On the other hand, it’s usually only when the overfunctioner has left the picture that the underfunctioner can take stock of their own life, waking as it were to its actual conditions not as a matter of someone else’s critique (“You’re so slovenly!”) but as a matter of their own preferences and power to change (“Holy shit, I was living like this? I better clean up!”)
In their own ways, each casts the other in their imagination in a dance — as per Lerner’s favourite metaphor — in which they cannot escape their painful roles. The problem is essentially mental, in that it is rooted in belief: I believe you cannot; I believe you are so, and thus I believe I must act as I do.
Of course, as my friend d. pointed out after hearing this story, there’s more to this story than just laziness: it’s also a story about the “10,000 intersectional forms of inequality” that are at play in Pakistani society. Part of the wonder of the story is its air of mundanity, as though each servant is moving through a societal script that is constantly being co-written, determining who speaks with whom and who gets to assign whom which task. Of course, it is also societally determined — by these quietly agreed-upon forms of power — who has to do the work, in the end.
Another way to read the so-called laziness in Pakistani culture, then, is to think about the energy that goes into “invisible work”: the sussing out of rank, of proper procedure according to this complex set of overlapping privileges and positions in society. In other words, the apparently lazy guard at the door of the shopping mall isn’t simply lolling in the heat, but rather constantly calculating whom to stand on guard for, and in what way, and reserving his energy for an expenditure appropriate to the patterns of society itself. Contrast this with the way that automobile traffic works in much of North America, for example: we all know the rules — which are supposed to be absolute and true everywhere — and so we use this internalized knowledge of an apparent absolute as a way to stop paying attention to individual cars.
(Obviously, via the traffic example, this isn’t true everywhere because there is such thing as a “driving culture,” which is what makes driving in LA different from driving in NYC or Toronto. In a way, we can think of “driving culture” as the distance from this idealized, automated reality in which each person is essentially alone on the road, obeying rules that are also perfectly obeyed by others. It all occurs on a spectrum.)
This debate has somehow risen from the ashes recently, due to the so-called “Great Resignation” — the question of whether humans are essentially lazy or industrious. Why not neither? Why not look at, as so many leftist thinkers have urged us to do, the conditions that lead to an enormous wave of people deciding, seemingly independently of one another, that they would rather not work right now?
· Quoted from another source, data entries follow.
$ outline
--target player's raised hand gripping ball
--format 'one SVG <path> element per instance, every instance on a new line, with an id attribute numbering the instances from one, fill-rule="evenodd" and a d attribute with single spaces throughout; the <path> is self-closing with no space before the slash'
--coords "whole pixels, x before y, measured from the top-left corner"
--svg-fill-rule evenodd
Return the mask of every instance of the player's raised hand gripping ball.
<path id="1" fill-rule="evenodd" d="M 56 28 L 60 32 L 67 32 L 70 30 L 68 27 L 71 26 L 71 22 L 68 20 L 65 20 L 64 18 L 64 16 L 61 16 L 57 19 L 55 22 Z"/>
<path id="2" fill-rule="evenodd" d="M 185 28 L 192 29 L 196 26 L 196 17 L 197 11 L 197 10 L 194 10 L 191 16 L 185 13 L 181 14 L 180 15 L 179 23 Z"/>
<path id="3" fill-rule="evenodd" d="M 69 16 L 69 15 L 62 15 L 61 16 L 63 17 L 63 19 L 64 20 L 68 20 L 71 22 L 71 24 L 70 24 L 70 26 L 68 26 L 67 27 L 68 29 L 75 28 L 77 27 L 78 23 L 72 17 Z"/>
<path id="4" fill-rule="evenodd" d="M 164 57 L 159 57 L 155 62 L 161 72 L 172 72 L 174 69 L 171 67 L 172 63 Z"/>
Wow, I've never seen together all these ideas like this (capitalism / protestant work ethic, how it looks internally & through former colonies, & its relationship to fear). Really makes me think. Thank you!
Working on a piece about the YouTube Algorithm, I spent weeks reading AI papers & studying every interview with YouTubers & Google engineers. After all that, one of my biggest takeaways was that people obsess of the Algorithms, not because it is necessary to succeed in their vision, but precisely because no one knows what good, meaningful work is -- let alone how to do it. And so we make The Algorithm -- & "winning" at it -- the focus. The Algorithm isn't actually a gatekeepers to meaningful success -- it's the idol upon which we hoist our own anxiety of not knowing knowing what is worth succeeding at in the first place.
Long term, I propose we label this sort of intense striving without a sense of meaning "underfunctioning". ;) And call taking 2 days to relax with a good book, then writing a blog that really maters to us, "overfunctioning". Because you're doing so much more of what matters than our culture demands.